Le président de l’ASADHO – Association africaine de défense des droits de l’homme –, Jean-Claude Katende, interpelle la Cour constitutionnelle sur l’examen de la loi référendaire, estimant que l’institution est confrontée à une décision susceptible d’influencer durablement l’avenir politique de la République démocratique du Congo. Politique

Dans un message sur son compte X, l’acteur de la société civile affirme que la haute juridiction est investie d’« une responsabilité historique » et l’invite à examiner le texte « avec courage et responsabilité ».

Selon lui, les juges constitutionnels devraient privilégier « l’intérêt du pays » plutôt que les considérations politiques liées au pouvoir en place.

Jean-Claude Katende demande ainsi à la Cour de déclarer la loi référendaire inconstitutionnelle, estimant qu’elle ne respecte pas les dispositions de la Constitution congolaise.

Cette prise de position intervient alors que le débat autour de l’éventuelle organisation d’un référendum continue de polariser la classe politique et la société civile.

Au-delà de la controverse juridique, les enjeux sont multiples. Sur le plan politique, les opposants au projet redoutent qu’une modification des règles constitutionnelles ne fragilise l’équilibre institutionnel et ne ravive les tensions entre majorité et opposition. Ils appellent au respect strict de la Constitution comme fondement de la stabilité démocratique.

Sur le plan sécuritaire, plusieurs observateurs mettent en garde contre les risques de crispation dans un contexte déjà marqué par une insécurité persistante dans l’Est du pays et par un climat politique sensible.
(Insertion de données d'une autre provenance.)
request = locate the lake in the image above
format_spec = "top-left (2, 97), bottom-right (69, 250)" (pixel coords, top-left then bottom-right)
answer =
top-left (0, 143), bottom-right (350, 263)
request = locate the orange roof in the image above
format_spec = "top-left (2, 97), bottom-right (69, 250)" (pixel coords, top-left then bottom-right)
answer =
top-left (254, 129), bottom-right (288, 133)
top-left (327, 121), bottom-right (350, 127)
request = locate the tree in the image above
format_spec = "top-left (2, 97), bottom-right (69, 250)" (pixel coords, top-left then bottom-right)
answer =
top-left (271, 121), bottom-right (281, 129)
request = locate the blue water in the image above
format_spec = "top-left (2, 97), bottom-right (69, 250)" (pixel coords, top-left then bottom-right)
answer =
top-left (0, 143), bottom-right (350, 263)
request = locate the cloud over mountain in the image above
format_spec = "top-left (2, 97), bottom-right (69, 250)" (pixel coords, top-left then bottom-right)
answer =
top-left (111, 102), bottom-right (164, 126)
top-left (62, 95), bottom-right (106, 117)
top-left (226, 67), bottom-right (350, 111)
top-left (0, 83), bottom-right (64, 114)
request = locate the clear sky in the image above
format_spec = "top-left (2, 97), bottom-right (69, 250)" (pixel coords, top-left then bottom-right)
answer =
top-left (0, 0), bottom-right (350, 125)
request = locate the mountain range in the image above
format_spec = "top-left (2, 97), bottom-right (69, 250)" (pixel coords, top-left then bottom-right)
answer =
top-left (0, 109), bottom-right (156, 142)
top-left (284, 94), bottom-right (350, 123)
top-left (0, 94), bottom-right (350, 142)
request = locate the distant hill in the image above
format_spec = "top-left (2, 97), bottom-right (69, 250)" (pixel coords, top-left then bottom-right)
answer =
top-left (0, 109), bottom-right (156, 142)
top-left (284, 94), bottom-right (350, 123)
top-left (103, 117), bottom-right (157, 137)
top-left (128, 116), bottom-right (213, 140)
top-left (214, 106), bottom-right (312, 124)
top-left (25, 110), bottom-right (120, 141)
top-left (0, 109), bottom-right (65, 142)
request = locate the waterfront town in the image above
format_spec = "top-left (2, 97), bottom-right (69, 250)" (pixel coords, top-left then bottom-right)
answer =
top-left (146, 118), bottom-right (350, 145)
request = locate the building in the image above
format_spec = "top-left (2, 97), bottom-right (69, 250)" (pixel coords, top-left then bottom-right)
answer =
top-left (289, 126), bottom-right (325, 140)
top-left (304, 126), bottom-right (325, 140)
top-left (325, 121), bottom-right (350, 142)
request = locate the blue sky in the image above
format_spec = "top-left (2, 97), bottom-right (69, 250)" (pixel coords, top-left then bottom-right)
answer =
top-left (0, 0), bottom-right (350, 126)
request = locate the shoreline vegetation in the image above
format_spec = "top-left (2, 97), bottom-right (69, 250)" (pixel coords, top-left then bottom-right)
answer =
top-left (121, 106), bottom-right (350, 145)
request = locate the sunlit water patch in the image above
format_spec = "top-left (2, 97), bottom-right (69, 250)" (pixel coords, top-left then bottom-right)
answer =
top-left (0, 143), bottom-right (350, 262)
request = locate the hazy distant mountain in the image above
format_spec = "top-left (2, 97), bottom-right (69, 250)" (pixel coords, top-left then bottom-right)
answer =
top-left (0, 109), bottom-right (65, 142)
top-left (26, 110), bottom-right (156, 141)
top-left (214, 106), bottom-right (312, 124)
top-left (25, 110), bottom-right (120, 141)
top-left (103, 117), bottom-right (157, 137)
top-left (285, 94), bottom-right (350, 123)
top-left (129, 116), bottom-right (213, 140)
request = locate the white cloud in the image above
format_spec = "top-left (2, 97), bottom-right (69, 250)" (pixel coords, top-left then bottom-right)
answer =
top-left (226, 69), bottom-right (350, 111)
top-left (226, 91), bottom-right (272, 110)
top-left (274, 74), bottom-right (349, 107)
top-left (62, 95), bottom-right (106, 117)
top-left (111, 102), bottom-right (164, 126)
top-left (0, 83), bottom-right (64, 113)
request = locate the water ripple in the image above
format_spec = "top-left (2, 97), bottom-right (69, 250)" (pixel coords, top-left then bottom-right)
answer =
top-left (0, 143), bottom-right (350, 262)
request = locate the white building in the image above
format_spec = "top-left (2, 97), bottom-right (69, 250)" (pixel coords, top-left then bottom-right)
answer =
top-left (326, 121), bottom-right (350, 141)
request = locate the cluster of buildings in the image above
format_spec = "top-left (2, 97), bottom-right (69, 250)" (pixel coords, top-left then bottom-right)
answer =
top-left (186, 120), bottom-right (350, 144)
Une réforme institutionnelle contestée pourrait alimenter des manifestations, des affrontements ou une montée des tensions dans plusieurs provinces.

Les implications sociales sont également importantes. Dans un pays confronté à de nombreux défis économiques et humanitaires, certains acteurs estiment que le débat sur la loi référendaire pourrait accentuer les divisions au sein de la population et détourner l’attention des priorités liées à la sécurité, à l’emploi, à la santé et à l’amélioration des conditions de vie des Congolais.

L’examen de cette loi par la Cour constitutionnelle est ainsi perçu comme un moment déterminant. La décision que rendra la haute juridiction sera scrutée tant par les acteurs politiques que par les organisations de la société civile, qui y voient un test de l’indépendance de l’institution et de son attachement aux principes de l’État de droit.